The paper that changed everything: “Attention Is All You Need” (2017). No RNNs, no convolutions. Just attention. Now powers GPT, BERT, and nearly every language model.

High-level structure

Original transformer: encoder-decoder

Encoder: Process input, create representations Decoder: Generate output, attending to encoder

BERT uses encoder only. GPT uses decoder only.
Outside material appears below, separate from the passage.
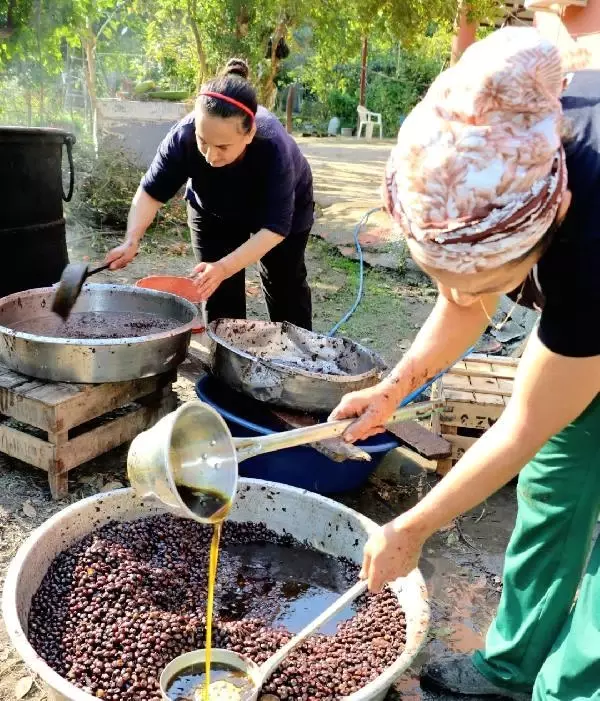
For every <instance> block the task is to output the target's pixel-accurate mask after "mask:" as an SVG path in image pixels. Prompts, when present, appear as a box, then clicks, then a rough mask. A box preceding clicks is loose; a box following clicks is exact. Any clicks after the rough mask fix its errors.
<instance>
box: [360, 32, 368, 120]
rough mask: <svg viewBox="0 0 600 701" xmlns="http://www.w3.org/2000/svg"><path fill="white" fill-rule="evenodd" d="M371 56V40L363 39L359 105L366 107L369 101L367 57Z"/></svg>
mask: <svg viewBox="0 0 600 701" xmlns="http://www.w3.org/2000/svg"><path fill="white" fill-rule="evenodd" d="M368 55H369V40H368V38H367V37H366V36H365V37H363V45H362V53H361V58H360V97H359V104H360V106H361V107H365V105H366V101H367V56H368Z"/></svg>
Full architecture tour: Transformer Animation

Encoder block

Each encoder layer:

1. Multi-head self-attention
2. Add & normalize (residual + layer norm)
3. Feed-forward network
4. Add & normalize

class EncoderLayer(nn.Module):
    def __init__(self, d_model, num_heads, d_ff):
        super().__init__()
        self.attention = MultiHeadAttention(d_model, num_heads)
        self.norm1 = nn.LayerNorm(d_model)
        self.ffn = nn.Sequential(
            nn.Linear(d_model, d_ff),
            nn.GELU(),
            nn.Linear(d_ff, d_model)
        )
        self.norm2 = nn.LayerNorm(d_model)
    
    def forward(self, x):
        # Pre-norm style
        x = x + self.attention(self.norm1(x))
        x = x + self.ffn(self.norm2(x))
        return x

Stack N of these (usually 6-96 depending on model size).

Decoder block

Same as encoder, plus:

• Masked self-attention: Can only attend to previous positions
• Cross-attention: Attend to encoder outputs

class DecoderLayer(nn.Module):
    def __init__(self, d_model, num_heads, d_ff):
        super().__init__()
        self.self_attention = MultiHeadAttention(d_model, num_heads)
        self.cross_attention = MultiHeadAttention(d_model, num_heads)
        self.ffn = nn.Sequential(...)
        self.norm1 = nn.LayerNorm(d_model)
        self.norm2 = nn.LayerNorm(d_model)
        self.norm3 = nn.LayerNorm(d_model)
    
    def forward(self, x, encoder_output, mask):
        x = x + self.self_attention(self.norm1(x), mask=mask)
        x = x + self.cross_attention(self.norm2(x), encoder_output)
        x = x + self.ffn(self.norm3(x))
        return x

Feed-forward network

Simple but crucial. Processes each position independently:

$$\text{FFN}(x) = \text{GELU}(xW_1 + b_1)W_2 + b_2$$

Typically d_ff = 4 × d_model. This is where most parameters live.

Recent theory: FFN acts as key-value memory. First layer selects patterns, second retrieves information.

Attention patterns

Multi-head attention lets model learn different relationship types:

• Head 1: syntactic dependencies
• Head 2: coreference
• Head 3: positional patterns
• etc.

Different heads specialize automatically during training.

Residual connections

Every sublayer has skip connection:

$$\text{output} = \text{sublayer}(x) + x$$

Critical for:

• Training deep networks (gradient flow)
• Preserving information
• Allowing layers to learn “refinements”

The full picture

Input Embeddings + Positional Encoding
           ↓
┌──────────────────────────┐
│     Encoder Block ×N     │
│  - Self-attention        │
│  - FFN                   │
└──────────────────────────┘
           ↓
    Encoder Output
           ↓
┌──────────────────────────┐
│     Decoder Block ×N     │
│  - Masked self-attention │
│  - Cross-attention       │
│  - FFN                   │
└──────────────────────────┘
           ↓
      Linear + Softmax
           ↓
      Output Tokens

Variants

Encoder-only (BERT): Classification, understanding tasks Decoder-only (GPT): Generation, language modeling Encoder-decoder (T5): Translation, summarization

Modern trend: decoder-only scales best, most versatile.